Montée en puissance

Le groupe canadien Black Mountain s’affirme avec un troisième album percutant et accrocheur, « Wilderness Heart ».

Jacques Vincent  • 23 septembre 2010 abonné·es

Black Mountain est un groupe de Vancouver dont la musique est une assez belle machine à fantasmes. À tel point qu’on aurait envie d’en raconter l’histoire sans même chercher à rien savoir de la réalité de ceux qui la produisent.
On y entend un groupe qui puise son inspiration dans une époque située aux confins des années 1960 et 1970. À l’instar des neo-garage Chesterfield Kings, tellement plongés dans leurs obsessions qu’ils dataient leurs courriers de 1966, on verrait bien Black Mountain dater les siens de 1970 ou 1971. Pour décrire sa musique, on emploiera un qualificatif qui n’a plus guère cours aujourd’hui mais reste pourtant le plus approprié : heavy-rock. Le terme heavy, en l’occurrence, signifiant moins lourd que puissant, gorgé de sève ou empli d’une matière gazeuze qui en dilate les parois et maintient en permanence une menace d’explosion. Il n’implique pas non plus une débauche d’électricité, comme le montrent les nombreux passages acoustiques qui ne perdent ni en volume ni en force.
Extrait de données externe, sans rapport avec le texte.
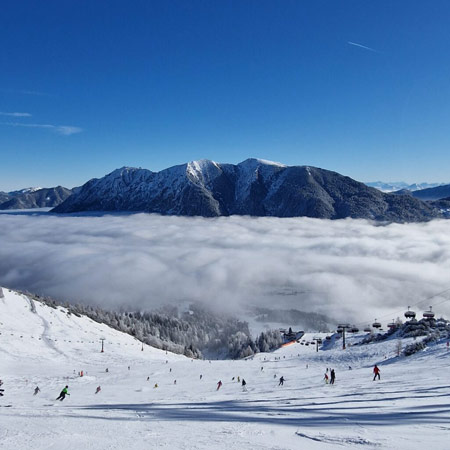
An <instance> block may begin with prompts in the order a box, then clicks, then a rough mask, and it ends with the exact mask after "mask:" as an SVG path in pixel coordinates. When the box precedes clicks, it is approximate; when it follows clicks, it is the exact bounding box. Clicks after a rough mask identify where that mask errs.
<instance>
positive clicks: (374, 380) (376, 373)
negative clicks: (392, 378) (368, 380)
mask: <svg viewBox="0 0 450 450" xmlns="http://www.w3.org/2000/svg"><path fill="white" fill-rule="evenodd" d="M373 373H374V375H373V381H375V379H376V377H378V379H380V369H379V367H378V366H377V365H376V364H375V367H374V368H373Z"/></svg>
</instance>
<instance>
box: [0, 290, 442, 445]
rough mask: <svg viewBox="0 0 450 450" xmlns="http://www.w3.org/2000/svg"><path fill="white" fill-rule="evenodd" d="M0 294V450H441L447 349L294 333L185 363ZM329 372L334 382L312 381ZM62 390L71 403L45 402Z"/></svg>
mask: <svg viewBox="0 0 450 450" xmlns="http://www.w3.org/2000/svg"><path fill="white" fill-rule="evenodd" d="M3 293H4V296H3V298H1V295H0V333H1V334H0V377H1V380H2V382H3V385H2V386H1V389H3V390H4V391H3V392H2V394H3V396H0V424H1V425H0V448H2V449H5V450H6V449H15V450H45V449H48V448H55V449H60V448H64V449H66V450H78V449H80V448H89V449H90V448H95V449H96V450H106V449H130V450H142V449H144V448H148V447H149V444H150V446H151V445H152V444H154V446H156V447H158V448H168V449H169V448H170V449H172V448H174V449H178V448H185V449H208V450H222V449H223V450H228V449H242V450H250V449H251V450H254V449H261V450H273V449H284V450H290V449H292V450H293V449H298V448H302V449H306V450H313V449H316V450H327V449H330V448H361V447H364V448H377V449H386V450H387V449H396V450H423V448H424V447H425V446H431V447H432V448H433V449H435V450H444V449H447V448H448V431H449V430H448V428H449V426H448V424H449V423H450V412H449V408H448V398H449V395H450V387H449V383H448V364H449V358H450V352H449V351H448V349H447V347H446V339H442V338H441V339H439V338H438V339H437V340H435V341H433V342H431V343H430V345H429V346H428V347H427V348H426V349H425V350H421V351H419V352H417V353H415V354H413V355H412V356H408V357H405V356H397V355H398V353H399V349H400V350H401V349H402V348H405V347H406V346H407V345H409V344H411V343H415V344H420V343H421V340H422V337H421V336H419V337H417V339H414V338H413V337H409V338H401V337H396V336H395V335H393V336H392V337H391V338H390V339H386V340H382V341H378V340H376V339H375V340H373V342H371V343H370V344H367V345H361V343H362V341H363V340H364V337H365V336H364V335H362V334H354V335H350V336H347V348H346V350H345V351H344V350H342V338H340V336H338V335H336V334H334V335H331V336H330V335H326V334H323V333H307V334H305V335H304V336H302V338H301V341H300V342H299V343H293V344H291V345H287V346H285V347H283V348H280V349H278V350H276V351H275V352H272V353H260V354H258V355H256V356H254V357H252V358H248V359H244V360H236V361H215V360H212V361H208V360H195V359H194V360H193V359H191V358H186V357H184V356H180V355H174V354H171V353H170V352H165V351H163V350H156V349H153V348H151V347H147V346H145V345H144V350H142V345H141V343H139V342H137V341H136V340H135V339H134V338H133V337H132V336H130V335H127V334H123V333H120V332H118V331H116V330H112V329H110V328H108V327H105V326H104V325H102V324H99V323H96V322H95V321H92V320H90V319H88V318H85V317H77V316H75V315H73V314H72V315H69V314H67V310H66V309H65V308H61V307H57V308H56V309H54V308H51V307H49V306H46V305H43V304H41V303H39V302H35V304H33V303H32V302H30V300H29V299H28V298H27V297H26V296H22V295H19V294H17V293H14V292H12V291H9V290H7V289H3ZM326 336H329V337H330V339H329V340H327V339H326ZM101 338H105V340H104V349H105V351H104V352H103V353H102V352H101V351H100V350H101V342H100V339H101ZM318 338H319V339H322V341H323V343H322V344H321V345H319V346H318V348H317V347H316V344H315V343H316V342H317V339H318ZM313 342H314V344H312V343H313ZM307 344H309V345H307ZM316 349H317V350H318V351H316ZM374 364H377V365H378V367H379V368H380V369H381V380H379V381H378V380H377V381H373V372H372V369H373V366H374ZM331 368H333V369H334V371H335V373H336V382H335V383H334V384H333V385H330V384H327V383H325V380H324V374H325V373H326V372H328V375H329V374H330V369H331ZM106 369H108V370H106ZM81 371H83V376H80V372H81ZM281 377H283V379H284V384H283V385H280V381H279V380H280V378H281ZM243 379H245V381H246V385H245V386H244V387H243V386H242V380H243ZM219 380H221V382H222V385H221V387H220V389H217V383H218V381H219ZM66 385H67V386H68V392H69V394H70V396H67V397H66V398H65V400H64V401H62V402H60V401H56V400H55V399H56V397H57V396H58V394H59V392H60V391H61V389H62V388H63V387H64V386H66ZM99 386H100V390H99V391H98V392H97V388H98V387H99ZM36 387H39V389H40V390H39V391H38V392H37V393H36V395H33V394H34V392H35V388H36ZM96 392H97V393H96Z"/></svg>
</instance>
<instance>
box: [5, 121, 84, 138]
mask: <svg viewBox="0 0 450 450" xmlns="http://www.w3.org/2000/svg"><path fill="white" fill-rule="evenodd" d="M0 125H5V126H10V127H26V128H43V129H47V130H51V131H54V132H55V133H58V134H61V135H64V136H70V135H71V134H77V133H81V132H82V131H83V129H82V128H80V127H74V126H71V125H51V124H41V123H20V122H1V123H0Z"/></svg>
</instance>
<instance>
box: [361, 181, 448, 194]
mask: <svg viewBox="0 0 450 450" xmlns="http://www.w3.org/2000/svg"><path fill="white" fill-rule="evenodd" d="M366 184H367V186H370V187H374V188H377V189H378V190H379V191H382V192H395V191H411V192H412V191H420V190H422V189H429V188H434V187H437V186H442V185H443V184H444V183H413V184H408V183H405V182H404V181H395V182H384V181H372V182H369V183H366Z"/></svg>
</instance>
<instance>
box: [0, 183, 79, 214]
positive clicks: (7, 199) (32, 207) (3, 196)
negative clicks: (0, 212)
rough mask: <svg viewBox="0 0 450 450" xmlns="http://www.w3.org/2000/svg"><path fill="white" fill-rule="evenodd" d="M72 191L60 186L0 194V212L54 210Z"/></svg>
mask: <svg viewBox="0 0 450 450" xmlns="http://www.w3.org/2000/svg"><path fill="white" fill-rule="evenodd" d="M71 194H72V191H71V190H70V189H67V188H65V187H62V186H57V187H54V188H29V189H23V190H21V191H14V192H0V210H5V209H31V208H54V207H55V206H57V205H59V204H60V203H62V202H63V201H64V200H66V199H67V198H68V197H69V196H70V195H71Z"/></svg>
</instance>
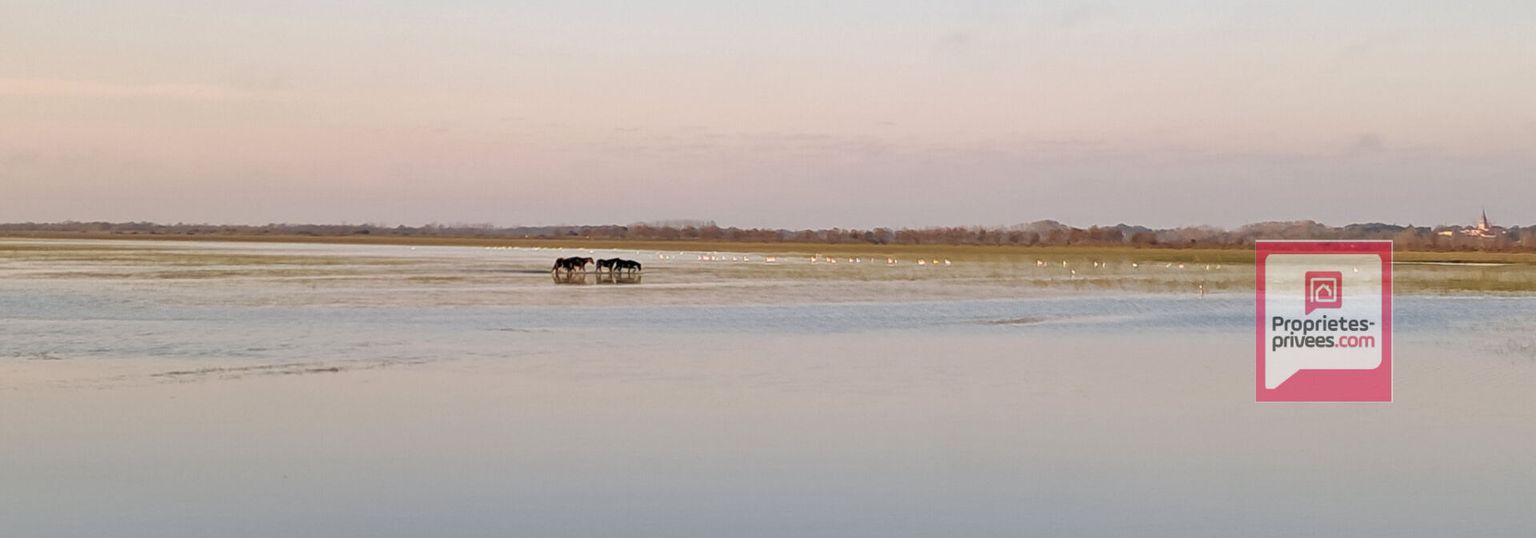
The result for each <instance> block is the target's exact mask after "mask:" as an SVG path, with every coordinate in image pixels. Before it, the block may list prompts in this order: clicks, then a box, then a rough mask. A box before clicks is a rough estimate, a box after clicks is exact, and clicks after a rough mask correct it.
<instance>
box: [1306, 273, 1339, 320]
mask: <svg viewBox="0 0 1536 538" xmlns="http://www.w3.org/2000/svg"><path fill="white" fill-rule="evenodd" d="M1342 286H1344V272H1339V271H1307V314H1312V311H1316V309H1336V307H1341V306H1344V295H1342V294H1344V291H1342V289H1341V287H1342Z"/></svg>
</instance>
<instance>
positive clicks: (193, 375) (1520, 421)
mask: <svg viewBox="0 0 1536 538" xmlns="http://www.w3.org/2000/svg"><path fill="white" fill-rule="evenodd" d="M144 249H146V247H132V249H127V251H126V252H117V251H114V252H112V255H108V254H103V252H95V251H91V252H84V254H83V255H78V257H75V255H60V254H49V255H38V254H17V255H12V257H11V258H8V260H0V263H3V264H0V274H3V275H5V277H6V278H5V280H3V283H0V500H5V503H0V535H5V536H98V535H114V536H209V535H218V536H273V535H281V536H352V535H358V536H362V535H367V536H421V535H436V536H488V535H498V536H501V535H530V536H611V535H622V536H1017V535H1040V533H1051V535H1167V536H1175V535H1177V536H1184V535H1275V536H1281V535H1352V536H1358V535H1378V536H1402V535H1415V536H1441V535H1513V536H1524V535H1533V533H1536V515H1533V512H1531V509H1530V507H1531V506H1536V452H1533V450H1531V447H1533V446H1536V397H1533V395H1531V386H1533V381H1536V334H1533V332H1531V329H1533V326H1531V321H1530V320H1533V314H1536V300H1533V298H1527V297H1504V298H1488V297H1482V298H1473V297H1402V298H1399V300H1398V301H1396V323H1395V326H1396V330H1398V332H1396V340H1395V352H1396V357H1395V360H1396V367H1398V378H1396V401H1395V403H1392V404H1310V406H1307V404H1263V406H1261V404H1255V403H1252V397H1253V395H1252V375H1253V370H1252V363H1253V358H1252V323H1253V320H1252V298H1250V297H1249V295H1244V294H1213V295H1206V297H1200V295H1198V294H1187V292H1186V294H1175V292H1169V294H1152V292H1144V291H1117V289H1107V291H1087V292H1061V291H1046V292H1043V291H1040V289H1038V287H1031V286H1021V284H1017V283H1014V284H1008V286H997V284H992V283H989V281H988V277H985V275H986V274H989V272H983V271H978V269H969V267H963V266H955V267H952V271H955V274H954V275H955V277H946V275H938V277H920V278H911V277H908V275H906V274H903V275H902V277H900V278H886V275H889V274H885V272H877V271H894V269H889V267H880V269H863V267H859V269H843V267H837V269H831V267H826V266H825V264H817V266H811V264H808V263H805V264H799V266H788V263H780V264H776V266H773V267H768V266H766V263H765V261H762V260H760V258H759V260H751V261H739V263H737V264H723V266H719V264H711V263H714V260H711V261H703V260H699V257H705V255H707V254H684V252H673V254H657V252H650V254H641V252H633V254H625V255H627V257H628V255H633V257H637V258H641V257H647V258H644V260H654V269H650V271H648V275H647V280H645V283H642V284H636V286H554V284H551V283H550V280H548V275H547V274H542V269H544V264H545V260H547V258H551V257H554V255H561V252H485V251H479V249H421V251H402V249H401V247H347V246H233V244H230V246H198V247H186V246H170V244H166V246H154V249H158V251H155V252H152V254H146V252H144ZM167 252H169V254H167ZM212 254H218V255H224V257H227V255H257V257H290V258H272V260H267V261H263V260H257V261H255V263H250V260H223V258H220V260H218V264H212V266H210V263H209V260H212V258H206V260H204V258H198V260H201V261H197V260H194V261H184V260H186V257H189V255H194V257H195V255H212ZM599 254H601V252H599ZM665 255H673V258H670V260H668V258H665ZM293 257H306V258H303V260H300V258H293ZM316 258H321V260H332V261H333V263H329V261H327V263H321V264H316V263H315V260H316ZM177 260H183V261H181V263H183V264H181V266H177V264H175V263H177ZM224 263H227V264H224ZM786 266H788V267H786ZM845 266H846V263H845ZM167 267H181V269H175V271H190V272H198V271H201V272H214V271H217V274H180V272H178V274H174V275H166V274H164V272H166V271H170V269H167ZM648 267H651V264H650V263H648ZM834 271H849V272H842V274H839V272H834ZM851 271H862V272H851ZM902 271H908V269H902ZM911 271H915V269H911ZM966 271H972V272H966ZM988 271H991V269H988ZM1227 271H1241V269H1227ZM465 275H467V277H465ZM1029 278H1054V277H1049V275H1048V277H1029ZM679 297H684V298H687V300H679Z"/></svg>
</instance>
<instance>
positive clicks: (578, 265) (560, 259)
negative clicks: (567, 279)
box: [550, 257, 593, 277]
mask: <svg viewBox="0 0 1536 538" xmlns="http://www.w3.org/2000/svg"><path fill="white" fill-rule="evenodd" d="M590 263H593V260H591V258H582V257H571V258H556V260H554V267H550V272H551V274H554V275H556V277H559V274H561V269H564V271H565V275H567V277H570V275H571V274H574V272H576V269H581V271H582V272H587V264H590Z"/></svg>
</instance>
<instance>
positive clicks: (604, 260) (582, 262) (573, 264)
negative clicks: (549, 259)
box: [550, 258, 642, 284]
mask: <svg viewBox="0 0 1536 538" xmlns="http://www.w3.org/2000/svg"><path fill="white" fill-rule="evenodd" d="M588 263H593V264H596V266H598V269H596V271H594V274H593V275H594V281H596V283H598V284H639V283H641V272H642V266H641V263H639V261H634V260H624V258H605V260H593V258H559V260H554V269H550V275H551V277H554V283H556V284H587V264H588ZM562 267H564V272H562Z"/></svg>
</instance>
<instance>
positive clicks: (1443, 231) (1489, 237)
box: [1436, 209, 1504, 240]
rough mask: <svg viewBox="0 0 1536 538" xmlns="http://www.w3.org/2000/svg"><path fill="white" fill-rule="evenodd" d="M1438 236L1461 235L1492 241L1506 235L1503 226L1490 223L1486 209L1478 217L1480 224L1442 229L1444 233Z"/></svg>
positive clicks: (1441, 233) (1442, 233)
mask: <svg viewBox="0 0 1536 538" xmlns="http://www.w3.org/2000/svg"><path fill="white" fill-rule="evenodd" d="M1436 234H1439V235H1444V237H1453V235H1458V234H1459V235H1465V237H1476V238H1484V240H1491V238H1495V237H1499V235H1504V227H1502V226H1493V223H1490V221H1488V211H1487V209H1484V211H1482V215H1479V217H1478V223H1476V224H1473V226H1462V227H1447V229H1442V231H1439V232H1436Z"/></svg>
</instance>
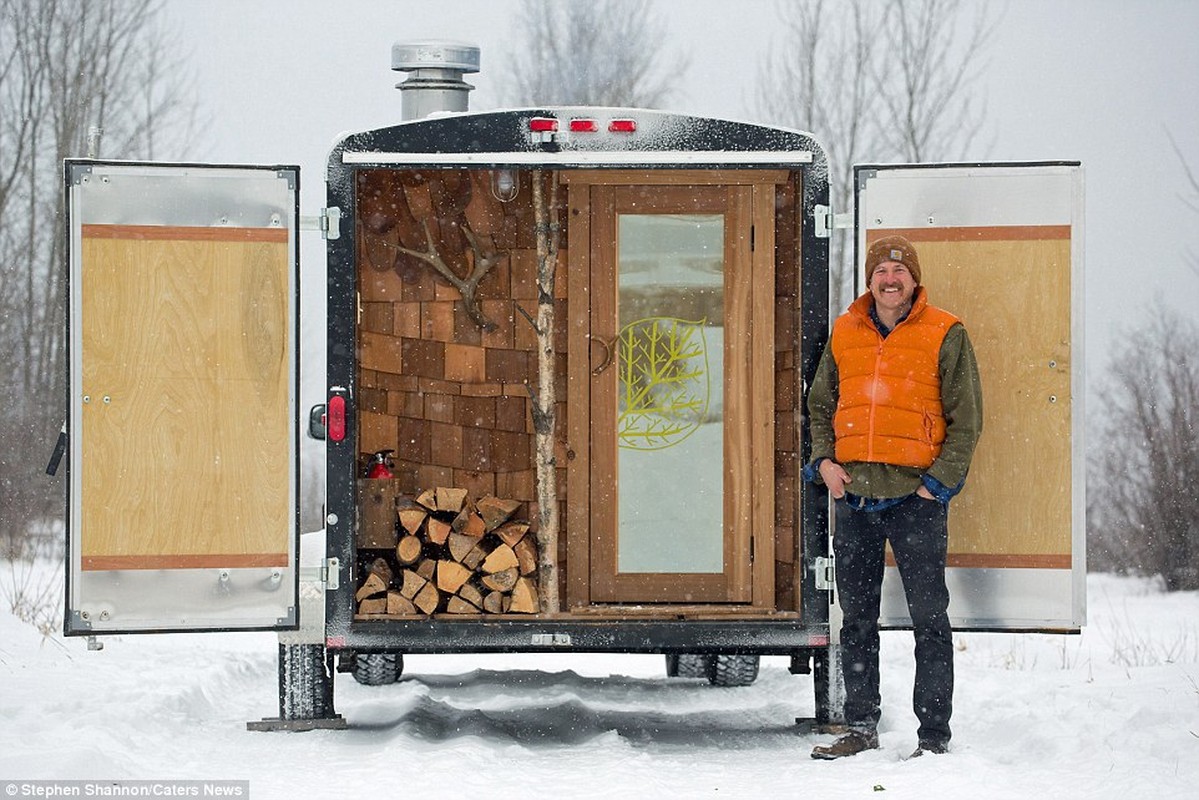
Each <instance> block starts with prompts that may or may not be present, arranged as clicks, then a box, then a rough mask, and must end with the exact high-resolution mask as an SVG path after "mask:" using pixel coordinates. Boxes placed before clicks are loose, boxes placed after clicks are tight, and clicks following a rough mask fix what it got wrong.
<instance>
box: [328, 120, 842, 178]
mask: <svg viewBox="0 0 1199 800" xmlns="http://www.w3.org/2000/svg"><path fill="white" fill-rule="evenodd" d="M823 161H824V154H823V150H821V148H820V145H819V144H818V143H817V142H815V139H814V138H813V137H812V136H811V134H808V133H803V132H800V131H794V130H789V128H783V127H773V126H765V125H758V124H751V122H739V121H733V120H724V119H718V118H706V116H692V115H685V114H674V113H668V112H658V110H647V109H633V108H599V107H541V108H525V109H507V110H499V112H477V113H460V114H459V113H454V114H438V115H432V116H427V118H423V119H420V120H412V121H406V122H402V124H398V125H396V126H391V127H386V128H378V130H374V131H366V132H362V133H356V134H350V136H348V137H345V138H344V139H343V140H342V142H341V143H339V144H338V146H337V148H336V149H335V151H333V154H332V158H331V162H332V163H331V166H332V164H333V163H338V162H339V163H342V164H417V163H420V164H512V166H519V164H555V166H564V167H570V166H578V167H597V166H620V167H629V166H665V164H685V166H712V167H727V166H729V167H731V166H794V164H811V163H819V162H823Z"/></svg>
Black Mountain renvoie plus à une époque qu’à un groupe particulier, et les éléments de référence sont plus des citations que de véritables emprunts. Tel le riff rampant de « Rollercoaster », certes du pur Black Sabbath, mais seul dans son genre ; l’ombre de Pink Floyd dans certaines atmosphères, les glissandos de guitare, ou dans cette phrase, clin d’œil au premier album : « Le joueur de flûte aux portes pour te voler à l’aube »  ; voire celle d’Hawkwind dans certaines envolées épiques.

Aucun morceau n’évoque pourtant entièrement un de ces groupes. Les Canadiens ne sont pas des imitateurs et savent se garder de toute auto-indulgence. Ils savent aussi bâtir leurs compositions, et leur exigence dans ce domaine parvient à convaincre les plus réticents. Loin de s’en tenir à l’exploitation d’un son ou d’un riff, Black Mountain écrit des chansons aux charpentes solides, aux couleurs travaillées, en mettant à contribution une instrumentation qui, si elle repose d’abord sur les guitares et une basse musclée, s’enrichit toujours de l’apport précieux des claviers, notamment l’orgue et le mellotron, instrument qui constitue en lui-même une autre forme de citation. Enfin, il faut souligner la richesse des mélodies, magnifiquement portées, en alternance ou en surimpression, par les voix de Stephen Mc Bean, également guitariste, et de la chanteuse Amber Webber. Le résultat, aussi percutant qu’excitant, est particulièrement accrocheur.